Ads 468x60px

“Gerejaku, Gerejamu, Gereja Kita Bersama ?

- sebuah tinjauan kritis tentang pembangunan fisik gereja - 

Aristoteles mengatakan virtus stat in medio. Keutamaan itu berada di tengah. Ia tidak condong ke kiri, juga tidak condong ke kanan. Ia tidak berlebihan. Sebagai contoh: keberanian adalah keutamaan. Ia berada di antara kepengecutan dan kenekadan. “Di tengah” tidak berarti setengah-setengah. Inilah kiranya point yang patut dipikirkan dalam polemik pembangunan gereja ini.

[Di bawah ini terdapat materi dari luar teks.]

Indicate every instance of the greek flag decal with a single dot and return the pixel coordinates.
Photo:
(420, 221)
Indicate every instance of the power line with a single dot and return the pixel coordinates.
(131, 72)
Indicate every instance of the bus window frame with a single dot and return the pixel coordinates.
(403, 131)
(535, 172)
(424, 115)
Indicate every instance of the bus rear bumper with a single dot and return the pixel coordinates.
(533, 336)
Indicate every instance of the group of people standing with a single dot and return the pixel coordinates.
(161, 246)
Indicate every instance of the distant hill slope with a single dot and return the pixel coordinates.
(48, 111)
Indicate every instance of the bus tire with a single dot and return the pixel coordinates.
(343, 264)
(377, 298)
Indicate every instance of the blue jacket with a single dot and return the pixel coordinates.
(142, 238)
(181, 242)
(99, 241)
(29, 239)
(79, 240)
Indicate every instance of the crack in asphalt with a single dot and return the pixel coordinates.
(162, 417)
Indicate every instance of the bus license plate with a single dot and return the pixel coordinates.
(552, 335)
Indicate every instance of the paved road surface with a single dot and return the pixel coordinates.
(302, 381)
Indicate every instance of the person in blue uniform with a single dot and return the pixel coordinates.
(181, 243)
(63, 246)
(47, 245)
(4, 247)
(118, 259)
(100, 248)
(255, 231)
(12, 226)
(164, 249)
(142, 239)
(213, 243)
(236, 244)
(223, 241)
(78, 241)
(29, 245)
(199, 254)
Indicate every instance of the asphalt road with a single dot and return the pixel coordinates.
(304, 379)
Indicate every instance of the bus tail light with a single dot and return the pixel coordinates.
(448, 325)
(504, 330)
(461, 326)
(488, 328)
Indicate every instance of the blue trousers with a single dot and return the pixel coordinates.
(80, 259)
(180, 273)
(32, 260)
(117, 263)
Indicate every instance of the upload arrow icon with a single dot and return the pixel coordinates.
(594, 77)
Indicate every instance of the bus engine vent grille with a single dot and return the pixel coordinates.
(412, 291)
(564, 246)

Arti Gereja (ecclesia) sendiri pada dasarnya adalah paguyuban orang beriman. Jelas, bahwa Gereja lebih luas dari sekedar bangunan gereja! Memang, Gereja sebagai sebuah teks termasuk bangunannya tak bisa lepas dengan konteksnya. Jika dulu, bangunan gereja cukup dengan pendapa cukup luas, berlantaikan plesteran semen yang sudah banyak berlubang dan bangku-bangku kayu melingkar, maka kini banyak gereja yang sudah berlantaikan keramik bahkan marmer dengan sound yang baik. Gereja sebagai bait Allah, tempat umat bertemu dengan Dia, tempat umat dan gembala saling menyapa mau tidak mau memang harus “layak” menurut ukuran jaman dan situasi-kondisi umat setempat.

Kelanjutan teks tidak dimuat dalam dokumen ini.